Nanomedicine : nanotechnology, biology, and medicine

PubMedID: 25461288

Alves E, Iglesias BA, Deda DK, Budu A, Matias TA, Bueno VB, Maluf FV, Guido RV, Oliva G, Catalani LH, Araki K, Garcia CR. Encapsulation of metalloporphyrins improves their capacity to block the viability of the human malaria parasite Plasmodium falciparum. Nanomedicine. 2014;.

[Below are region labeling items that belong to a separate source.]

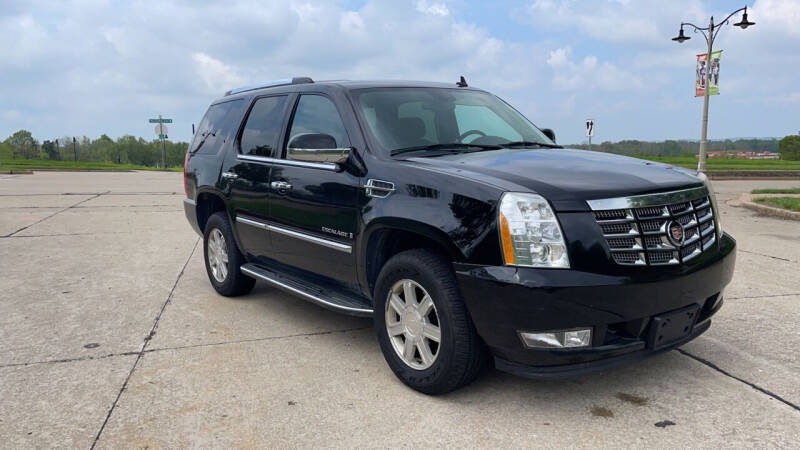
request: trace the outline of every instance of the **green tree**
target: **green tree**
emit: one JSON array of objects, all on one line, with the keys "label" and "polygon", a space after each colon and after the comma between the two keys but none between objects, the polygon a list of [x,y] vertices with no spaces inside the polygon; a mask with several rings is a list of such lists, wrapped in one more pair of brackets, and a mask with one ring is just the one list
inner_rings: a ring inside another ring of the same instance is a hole
[{"label": "green tree", "polygon": [[781,159],[800,160],[800,135],[785,136],[778,142],[778,153]]},{"label": "green tree", "polygon": [[7,161],[14,157],[14,147],[8,143],[8,139],[0,142],[0,160]]},{"label": "green tree", "polygon": [[56,150],[56,144],[49,140],[42,142],[42,153],[47,155],[47,159],[58,159],[60,156]]},{"label": "green tree", "polygon": [[14,149],[14,158],[35,159],[39,157],[39,143],[28,130],[19,130],[6,140]]}]

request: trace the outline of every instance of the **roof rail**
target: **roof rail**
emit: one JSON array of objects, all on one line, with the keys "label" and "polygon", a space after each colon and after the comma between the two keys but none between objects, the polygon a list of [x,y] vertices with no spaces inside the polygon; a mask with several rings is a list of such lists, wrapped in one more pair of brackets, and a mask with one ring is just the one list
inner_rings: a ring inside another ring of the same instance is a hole
[{"label": "roof rail", "polygon": [[231,89],[230,91],[225,93],[225,96],[227,97],[228,95],[238,94],[240,92],[254,91],[256,89],[264,89],[268,87],[286,86],[290,84],[308,84],[313,82],[314,80],[312,80],[309,77],[282,78],[280,80],[265,81],[259,84],[253,84],[250,86],[242,86],[235,89]]}]

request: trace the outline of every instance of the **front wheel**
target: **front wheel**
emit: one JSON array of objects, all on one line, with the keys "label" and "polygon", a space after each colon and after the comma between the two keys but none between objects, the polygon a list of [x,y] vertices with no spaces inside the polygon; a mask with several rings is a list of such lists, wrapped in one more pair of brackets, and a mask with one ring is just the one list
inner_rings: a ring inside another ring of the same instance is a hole
[{"label": "front wheel", "polygon": [[426,249],[392,257],[374,295],[383,356],[406,385],[444,394],[472,382],[486,362],[450,264]]},{"label": "front wheel", "polygon": [[203,234],[203,250],[208,279],[217,292],[234,297],[253,289],[256,280],[239,270],[245,263],[244,256],[236,246],[231,224],[224,212],[209,217]]}]

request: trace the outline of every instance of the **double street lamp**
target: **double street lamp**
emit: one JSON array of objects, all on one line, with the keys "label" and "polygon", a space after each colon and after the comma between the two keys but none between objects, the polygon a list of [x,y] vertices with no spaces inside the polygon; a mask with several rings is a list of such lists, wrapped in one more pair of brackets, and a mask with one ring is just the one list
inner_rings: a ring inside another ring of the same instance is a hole
[{"label": "double street lamp", "polygon": [[[683,34],[683,26],[686,25],[686,26],[694,28],[694,32],[695,33],[697,33],[699,31],[703,35],[703,37],[706,38],[706,43],[708,44],[708,57],[707,57],[708,60],[707,61],[710,61],[711,52],[714,49],[714,39],[716,39],[717,33],[719,33],[719,30],[722,28],[723,25],[728,23],[728,21],[730,20],[731,17],[733,17],[734,14],[737,14],[737,13],[742,12],[742,11],[744,11],[744,14],[742,14],[742,20],[740,20],[739,22],[736,22],[735,24],[733,24],[733,26],[739,27],[739,28],[744,30],[745,28],[747,28],[747,27],[749,27],[751,25],[755,25],[756,24],[755,22],[750,22],[747,19],[747,6],[745,6],[744,8],[737,9],[736,11],[728,14],[728,17],[726,17],[725,20],[723,20],[722,22],[720,22],[718,24],[714,24],[714,16],[711,16],[711,19],[708,21],[708,26],[704,27],[704,28],[698,27],[697,25],[689,23],[689,22],[681,22],[680,32],[678,33],[677,36],[672,38],[672,40],[677,42],[677,43],[679,43],[679,44],[682,44],[683,42],[688,41],[691,38],[689,36],[686,36],[685,34]],[[707,143],[707,139],[706,139],[707,136],[708,136],[708,96],[709,96],[709,91],[710,91],[709,83],[710,83],[710,80],[711,80],[711,71],[708,70],[708,63],[706,63],[706,67],[707,68],[705,70],[705,74],[703,75],[704,78],[705,78],[705,80],[704,80],[704,86],[705,86],[704,92],[705,92],[705,95],[703,96],[703,131],[700,134],[700,154],[698,155],[698,161],[697,161],[697,171],[698,172],[705,172],[706,171],[706,146],[708,144]]]}]

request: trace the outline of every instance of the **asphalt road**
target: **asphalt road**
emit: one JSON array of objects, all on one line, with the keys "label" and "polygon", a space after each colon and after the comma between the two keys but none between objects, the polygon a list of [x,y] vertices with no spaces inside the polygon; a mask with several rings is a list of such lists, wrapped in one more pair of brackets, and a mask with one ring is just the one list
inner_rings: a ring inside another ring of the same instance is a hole
[{"label": "asphalt road", "polygon": [[[800,181],[718,181],[720,200]],[[179,173],[0,175],[0,446],[798,447],[800,223],[722,206],[711,330],[619,369],[395,379],[371,322],[216,295]]]}]

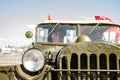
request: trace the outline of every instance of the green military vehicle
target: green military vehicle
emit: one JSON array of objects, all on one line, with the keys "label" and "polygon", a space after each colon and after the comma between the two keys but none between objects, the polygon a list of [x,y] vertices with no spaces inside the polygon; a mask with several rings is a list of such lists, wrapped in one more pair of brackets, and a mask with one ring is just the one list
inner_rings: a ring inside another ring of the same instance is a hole
[{"label": "green military vehicle", "polygon": [[108,20],[41,22],[21,63],[0,66],[0,80],[120,80],[119,44],[120,24]]}]

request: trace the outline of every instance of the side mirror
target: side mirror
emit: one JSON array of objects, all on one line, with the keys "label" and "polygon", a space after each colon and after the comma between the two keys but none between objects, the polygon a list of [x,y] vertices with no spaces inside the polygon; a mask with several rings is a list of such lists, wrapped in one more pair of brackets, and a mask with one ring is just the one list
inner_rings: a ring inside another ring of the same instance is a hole
[{"label": "side mirror", "polygon": [[25,33],[25,36],[26,36],[26,38],[32,38],[33,37],[33,33],[31,31],[27,31]]}]

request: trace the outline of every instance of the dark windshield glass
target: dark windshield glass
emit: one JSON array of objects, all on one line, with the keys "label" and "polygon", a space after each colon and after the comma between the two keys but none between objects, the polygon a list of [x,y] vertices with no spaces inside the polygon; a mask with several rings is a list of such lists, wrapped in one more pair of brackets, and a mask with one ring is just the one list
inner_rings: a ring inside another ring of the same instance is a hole
[{"label": "dark windshield glass", "polygon": [[43,24],[37,29],[38,42],[73,43],[77,39],[76,25]]}]

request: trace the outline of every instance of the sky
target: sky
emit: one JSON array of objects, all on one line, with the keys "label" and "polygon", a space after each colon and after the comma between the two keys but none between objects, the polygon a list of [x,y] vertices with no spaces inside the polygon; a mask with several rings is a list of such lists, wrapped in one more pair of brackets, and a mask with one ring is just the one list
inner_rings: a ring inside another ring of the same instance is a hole
[{"label": "sky", "polygon": [[33,31],[51,15],[54,20],[83,20],[96,15],[120,23],[120,0],[0,0],[0,45],[28,45]]}]

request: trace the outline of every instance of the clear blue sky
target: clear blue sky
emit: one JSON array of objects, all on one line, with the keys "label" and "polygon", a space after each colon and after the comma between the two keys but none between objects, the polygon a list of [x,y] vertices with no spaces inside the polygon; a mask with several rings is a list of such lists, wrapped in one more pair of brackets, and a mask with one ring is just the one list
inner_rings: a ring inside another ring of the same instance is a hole
[{"label": "clear blue sky", "polygon": [[0,0],[0,39],[27,41],[24,33],[32,30],[28,25],[46,20],[48,14],[57,20],[100,15],[120,23],[120,0]]}]

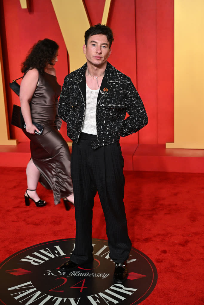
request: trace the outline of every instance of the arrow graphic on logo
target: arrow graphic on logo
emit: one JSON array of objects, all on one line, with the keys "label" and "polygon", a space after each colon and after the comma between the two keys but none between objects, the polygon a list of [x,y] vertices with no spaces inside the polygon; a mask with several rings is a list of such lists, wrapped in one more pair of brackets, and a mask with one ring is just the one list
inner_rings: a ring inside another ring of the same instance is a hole
[{"label": "arrow graphic on logo", "polygon": [[18,269],[13,269],[12,270],[6,270],[6,272],[7,273],[13,274],[14,275],[22,275],[24,274],[28,274],[28,273],[32,273],[32,271],[28,271],[25,269],[19,268]]}]

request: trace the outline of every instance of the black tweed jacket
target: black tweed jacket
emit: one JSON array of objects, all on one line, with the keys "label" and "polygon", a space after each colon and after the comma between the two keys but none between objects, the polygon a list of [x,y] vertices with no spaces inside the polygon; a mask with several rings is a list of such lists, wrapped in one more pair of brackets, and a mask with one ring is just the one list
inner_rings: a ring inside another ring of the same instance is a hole
[{"label": "black tweed jacket", "polygon": [[[86,107],[86,63],[65,77],[58,113],[67,123],[67,135],[77,143]],[[121,136],[136,132],[147,124],[143,103],[130,77],[107,62],[97,99],[96,122],[97,140],[92,148],[118,142]],[[127,113],[129,116],[125,120]]]}]

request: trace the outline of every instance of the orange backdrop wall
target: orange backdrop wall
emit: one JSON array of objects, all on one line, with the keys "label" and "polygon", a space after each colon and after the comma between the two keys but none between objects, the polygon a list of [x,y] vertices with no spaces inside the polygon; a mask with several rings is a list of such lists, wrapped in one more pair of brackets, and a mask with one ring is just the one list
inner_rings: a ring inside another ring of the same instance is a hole
[{"label": "orange backdrop wall", "polygon": [[[90,23],[100,22],[105,0],[83,2]],[[29,49],[39,39],[56,41],[60,46],[56,69],[61,85],[69,72],[69,56],[51,0],[29,2],[29,9],[23,9],[19,0],[0,2],[10,137],[20,142],[28,139],[10,124],[13,105],[20,102],[8,84],[21,76],[21,63]],[[173,142],[173,0],[112,0],[107,25],[113,30],[115,41],[109,61],[131,77],[149,118],[146,126],[122,139],[124,142]],[[61,132],[68,141],[65,123]]]}]

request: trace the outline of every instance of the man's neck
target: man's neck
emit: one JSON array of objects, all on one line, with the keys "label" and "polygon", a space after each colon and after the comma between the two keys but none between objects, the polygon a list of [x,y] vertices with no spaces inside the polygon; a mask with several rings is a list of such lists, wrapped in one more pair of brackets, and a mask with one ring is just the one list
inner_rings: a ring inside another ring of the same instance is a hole
[{"label": "man's neck", "polygon": [[105,72],[107,66],[107,62],[100,66],[96,66],[87,62],[87,69],[85,74],[88,75],[89,73],[95,77],[98,77],[99,75]]}]

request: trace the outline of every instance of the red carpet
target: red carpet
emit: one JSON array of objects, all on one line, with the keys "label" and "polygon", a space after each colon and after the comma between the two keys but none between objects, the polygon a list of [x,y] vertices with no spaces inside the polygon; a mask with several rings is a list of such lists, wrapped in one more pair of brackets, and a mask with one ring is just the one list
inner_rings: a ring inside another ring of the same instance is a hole
[{"label": "red carpet", "polygon": [[[52,192],[38,187],[48,203],[26,206],[25,169],[1,167],[0,260],[40,242],[74,237],[74,210],[54,206]],[[132,246],[157,269],[158,280],[143,305],[201,305],[203,287],[204,174],[126,171],[124,201]],[[106,239],[98,197],[93,237]],[[203,276],[202,277],[203,277]]]}]

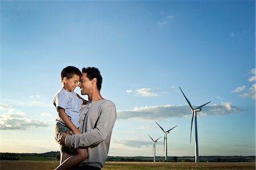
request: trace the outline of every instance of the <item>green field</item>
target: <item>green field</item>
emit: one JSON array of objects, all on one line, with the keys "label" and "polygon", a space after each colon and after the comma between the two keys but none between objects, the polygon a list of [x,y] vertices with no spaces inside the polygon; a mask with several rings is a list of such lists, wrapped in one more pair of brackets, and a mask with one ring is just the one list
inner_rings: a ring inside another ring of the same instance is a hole
[{"label": "green field", "polygon": [[[53,169],[57,161],[1,160],[0,169]],[[255,169],[255,162],[152,163],[108,161],[102,170],[121,169]]]}]

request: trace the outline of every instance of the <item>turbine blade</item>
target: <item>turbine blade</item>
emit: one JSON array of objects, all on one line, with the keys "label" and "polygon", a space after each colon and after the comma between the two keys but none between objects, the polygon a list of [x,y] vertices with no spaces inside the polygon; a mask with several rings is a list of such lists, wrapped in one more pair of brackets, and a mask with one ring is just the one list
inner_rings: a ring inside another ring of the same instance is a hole
[{"label": "turbine blade", "polygon": [[192,135],[192,128],[193,126],[193,118],[194,118],[194,111],[192,111],[192,117],[191,119],[191,128],[190,129],[190,144],[191,144],[191,135]]},{"label": "turbine blade", "polygon": [[166,147],[166,134],[164,134],[164,148],[165,148],[165,147]]},{"label": "turbine blade", "polygon": [[187,100],[187,102],[188,102],[188,105],[190,106],[190,108],[191,108],[192,110],[193,110],[194,109],[193,109],[193,107],[192,106],[191,103],[190,103],[188,99],[188,98],[186,97],[186,96],[185,96],[185,94],[184,94],[183,92],[182,92],[181,88],[180,88],[180,90],[181,91],[182,94],[183,94],[184,97],[185,97],[185,98]]},{"label": "turbine blade", "polygon": [[200,106],[199,107],[196,107],[196,108],[195,109],[201,109],[201,108],[202,108],[203,106],[204,106],[205,105],[207,105],[208,103],[209,103],[209,102],[208,102],[208,103],[206,103],[205,104],[204,104],[204,105],[201,105],[201,106]]},{"label": "turbine blade", "polygon": [[152,139],[152,138],[151,138],[148,134],[147,134],[147,135],[148,135],[148,136],[150,136],[150,138],[151,138],[153,142],[154,142],[154,140],[153,140],[153,139]]},{"label": "turbine blade", "polygon": [[158,138],[158,139],[155,140],[155,142],[156,142],[158,141],[158,140],[159,139],[161,138],[162,138],[162,136],[160,137],[159,138]]},{"label": "turbine blade", "polygon": [[175,126],[175,127],[172,127],[172,128],[171,128],[170,130],[169,130],[168,131],[166,131],[166,132],[170,132],[172,129],[175,128],[177,126],[177,125],[176,126]]},{"label": "turbine blade", "polygon": [[156,123],[156,124],[158,124],[158,126],[159,126],[160,128],[164,131],[164,132],[166,132],[166,131],[164,131],[164,130],[163,130],[163,128],[161,126],[160,126],[159,125],[158,125],[158,122],[156,122],[156,121],[155,121],[155,122]]}]

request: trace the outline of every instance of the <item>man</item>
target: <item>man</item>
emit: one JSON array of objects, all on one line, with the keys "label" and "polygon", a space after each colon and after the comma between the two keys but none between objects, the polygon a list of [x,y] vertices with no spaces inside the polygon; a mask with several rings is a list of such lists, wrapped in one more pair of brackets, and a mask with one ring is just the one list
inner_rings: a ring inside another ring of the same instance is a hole
[{"label": "man", "polygon": [[117,118],[114,103],[100,94],[102,78],[94,67],[82,68],[79,85],[82,95],[89,102],[80,111],[82,134],[61,134],[59,142],[67,147],[88,147],[88,158],[73,169],[100,169],[104,165],[109,149],[111,135]]}]

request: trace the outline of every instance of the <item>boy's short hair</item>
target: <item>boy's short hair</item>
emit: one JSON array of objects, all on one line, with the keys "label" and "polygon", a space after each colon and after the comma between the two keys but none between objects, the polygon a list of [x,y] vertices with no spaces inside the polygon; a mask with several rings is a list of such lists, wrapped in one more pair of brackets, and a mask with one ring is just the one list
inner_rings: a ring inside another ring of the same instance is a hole
[{"label": "boy's short hair", "polygon": [[82,73],[81,73],[81,71],[75,67],[68,66],[62,70],[61,73],[60,74],[60,80],[61,80],[61,81],[63,81],[63,78],[65,77],[68,78],[68,80],[72,78],[75,74],[81,77],[82,76]]},{"label": "boy's short hair", "polygon": [[101,84],[102,84],[102,77],[98,68],[95,67],[87,67],[82,69],[82,73],[87,73],[87,78],[92,80],[94,78],[97,78],[97,87],[99,91],[101,89]]}]

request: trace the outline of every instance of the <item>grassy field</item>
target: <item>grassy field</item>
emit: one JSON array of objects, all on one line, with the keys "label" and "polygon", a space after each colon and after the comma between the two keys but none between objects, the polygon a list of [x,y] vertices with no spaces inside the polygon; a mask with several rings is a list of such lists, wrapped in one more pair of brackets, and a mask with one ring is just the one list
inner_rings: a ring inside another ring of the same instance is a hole
[{"label": "grassy field", "polygon": [[[1,160],[0,169],[53,169],[56,161]],[[255,162],[234,163],[149,163],[106,162],[102,170],[121,169],[255,169]]]}]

Several synthetic metallated protoporphyrins (M-PPIX) were tested for their ability to block the cell cycle of the lethal human malaria parasite Plasmodium falciparum. After encapsulating the porphyrin derivatives in micro- and nanocapsules of marine atelocollagen, their effects on cultures of red blood cells infected (RBC) with P. falciparum were verified. RBCs infected with synchronized P. falciparum incubated for 48hours with different concentrations of metalloporphyrin showed a toxic effect over a micromolar range. Strikingly, the IC50 of encapsulated metalloporphyrins reached nanomolar concentrations, where Zn-PPIX showed the best antimalarial effect, with an IC50=330 nM. This value is an 80-fold increase in the antimalarial activity compared to the antimalarial effect of non-encapsulated Zn-PPIX. These findings reveal that the incubation of P. falciparum infected-RBCs with 20µM Zn-PPIX reduced the size of hemozoin crystal by 34%, whereas a 28% reduction was noticed with chloroquine, confirming the importance of heme detoxification pathway in drug therapy.